Its most recent modernisation campaign involved more than €50m in investment and has resulted in over a 19-fold increase in performance. The neutron source itself is of such ingenious design that it seems difficult to improve on it further.

Why does the ILL need a nuclear reactor?

All the neutrons on earth are bound in nuclei. Some of these nuclei are unstable, and they free up neutrons when they decay. This is the case of uranium, used in the ILL reactor. In commercial power plants the decay process is exploited to produce energy. At the ILL the reactor is used to extract neutrons from uranium nuclei for scientific exploitation.
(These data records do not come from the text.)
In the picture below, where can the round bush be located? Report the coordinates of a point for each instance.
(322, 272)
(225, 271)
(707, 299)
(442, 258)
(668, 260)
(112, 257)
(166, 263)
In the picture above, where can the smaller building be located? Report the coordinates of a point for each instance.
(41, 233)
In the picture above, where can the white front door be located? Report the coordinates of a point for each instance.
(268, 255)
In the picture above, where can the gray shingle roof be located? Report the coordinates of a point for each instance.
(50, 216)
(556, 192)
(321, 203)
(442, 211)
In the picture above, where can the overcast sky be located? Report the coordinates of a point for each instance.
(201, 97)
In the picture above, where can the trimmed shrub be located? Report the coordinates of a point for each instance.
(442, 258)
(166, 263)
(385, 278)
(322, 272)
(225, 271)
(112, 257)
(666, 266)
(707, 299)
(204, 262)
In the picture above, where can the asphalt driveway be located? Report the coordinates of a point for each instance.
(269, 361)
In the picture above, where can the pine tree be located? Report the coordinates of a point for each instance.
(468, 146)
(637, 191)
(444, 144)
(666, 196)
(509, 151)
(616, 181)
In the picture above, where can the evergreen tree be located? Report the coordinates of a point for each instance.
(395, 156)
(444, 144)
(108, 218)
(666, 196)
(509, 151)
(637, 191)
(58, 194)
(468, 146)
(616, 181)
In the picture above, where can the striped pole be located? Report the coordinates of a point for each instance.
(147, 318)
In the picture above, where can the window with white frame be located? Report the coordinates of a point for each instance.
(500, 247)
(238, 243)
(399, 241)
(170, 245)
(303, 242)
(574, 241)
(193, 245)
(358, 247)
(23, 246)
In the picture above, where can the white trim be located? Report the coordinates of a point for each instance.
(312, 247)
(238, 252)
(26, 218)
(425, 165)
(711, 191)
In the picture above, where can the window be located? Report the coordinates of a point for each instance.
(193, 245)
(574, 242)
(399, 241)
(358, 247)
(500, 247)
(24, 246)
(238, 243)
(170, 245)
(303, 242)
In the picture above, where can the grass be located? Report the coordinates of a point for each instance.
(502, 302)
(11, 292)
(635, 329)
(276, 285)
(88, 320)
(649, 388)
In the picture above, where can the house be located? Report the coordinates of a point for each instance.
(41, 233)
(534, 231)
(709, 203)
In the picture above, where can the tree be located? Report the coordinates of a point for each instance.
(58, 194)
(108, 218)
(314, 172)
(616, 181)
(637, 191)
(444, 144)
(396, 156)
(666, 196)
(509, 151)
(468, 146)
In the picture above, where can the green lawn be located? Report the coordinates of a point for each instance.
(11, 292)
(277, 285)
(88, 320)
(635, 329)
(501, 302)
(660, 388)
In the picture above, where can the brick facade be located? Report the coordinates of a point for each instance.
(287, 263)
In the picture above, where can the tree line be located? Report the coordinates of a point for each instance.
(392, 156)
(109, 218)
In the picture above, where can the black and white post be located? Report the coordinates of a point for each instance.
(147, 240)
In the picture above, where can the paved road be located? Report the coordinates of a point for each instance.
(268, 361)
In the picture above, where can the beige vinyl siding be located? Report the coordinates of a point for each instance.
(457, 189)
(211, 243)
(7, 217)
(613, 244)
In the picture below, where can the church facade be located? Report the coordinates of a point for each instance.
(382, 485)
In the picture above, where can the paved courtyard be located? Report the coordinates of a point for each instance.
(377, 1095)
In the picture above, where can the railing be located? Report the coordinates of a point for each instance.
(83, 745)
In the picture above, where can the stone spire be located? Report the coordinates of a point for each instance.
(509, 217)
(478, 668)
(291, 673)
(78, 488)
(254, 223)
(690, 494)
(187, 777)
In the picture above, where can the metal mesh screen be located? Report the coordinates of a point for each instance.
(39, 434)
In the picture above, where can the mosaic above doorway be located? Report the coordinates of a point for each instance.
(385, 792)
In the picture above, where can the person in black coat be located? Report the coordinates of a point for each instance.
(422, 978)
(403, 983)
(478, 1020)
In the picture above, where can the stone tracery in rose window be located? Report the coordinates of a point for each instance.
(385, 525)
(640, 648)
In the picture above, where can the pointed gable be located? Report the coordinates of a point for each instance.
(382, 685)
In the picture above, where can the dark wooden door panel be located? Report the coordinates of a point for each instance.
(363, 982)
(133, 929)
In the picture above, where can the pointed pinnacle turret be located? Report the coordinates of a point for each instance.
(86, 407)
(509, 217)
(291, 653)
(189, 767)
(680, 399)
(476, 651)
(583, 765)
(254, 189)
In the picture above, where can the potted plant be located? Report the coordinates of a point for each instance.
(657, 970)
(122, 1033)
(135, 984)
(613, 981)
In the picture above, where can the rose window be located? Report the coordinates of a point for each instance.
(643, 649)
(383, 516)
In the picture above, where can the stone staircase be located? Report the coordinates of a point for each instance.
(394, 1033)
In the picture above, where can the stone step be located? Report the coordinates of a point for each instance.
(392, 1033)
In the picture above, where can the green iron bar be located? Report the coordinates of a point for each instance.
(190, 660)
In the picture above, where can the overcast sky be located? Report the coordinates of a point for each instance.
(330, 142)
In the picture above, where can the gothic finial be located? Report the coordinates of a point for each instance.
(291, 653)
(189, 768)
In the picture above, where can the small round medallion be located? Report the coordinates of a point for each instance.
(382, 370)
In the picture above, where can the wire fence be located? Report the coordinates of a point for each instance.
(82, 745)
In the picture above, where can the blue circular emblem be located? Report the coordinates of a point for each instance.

This explains the small size and overall design of the ILL reactor. [more].

Are there alternative ways of producing neutrons?

Neutrons can also be obtained by bombarding heavy nuclei like mercury with protons. This produces a pulsed beam of neutrons and has its advantages. Up to now however these so-called spallation sources do not compete with the ILL in terms of total flux. This will only be the case for the  ESS (investment cost of €1.5 billion), which in not expected to become fully operational before 2025. The ILL will therefore remain indispensible to European neutron users for many years to come.

How does Grenoble contribute to the ILL's success?

Grenoble has a plethora of excellent research institutions and universities, and therefore offers ideal conditions for fruitful scientific collaboration. Despite its strong international ties, the ILL owes a great deal to its neighbouring institutions. For a broader view, have a look at the website of GIANT.

Grenoble also offers an ideal environment and good facilities for foreign visitors and staff, and this brings dividends in return for the local economy and culture.

How does the ILL contribute to the development of science in Grenoble?

The ILL was the historical nucleus of what has today become the European Photon and Neutron Science Campus. The epn science campus is now also home to the European Synchrotron Radiation Facility (ESRF) and an outstation of the European Molecular Biology Laboratory (EMBL). The siting together of complementary scientific installations with a view to harnessing their combined potential is a model that has found followers worldwide.

With more than 6000 visitors per year the  epn campus brings a strong international dimension to science in Grenoble.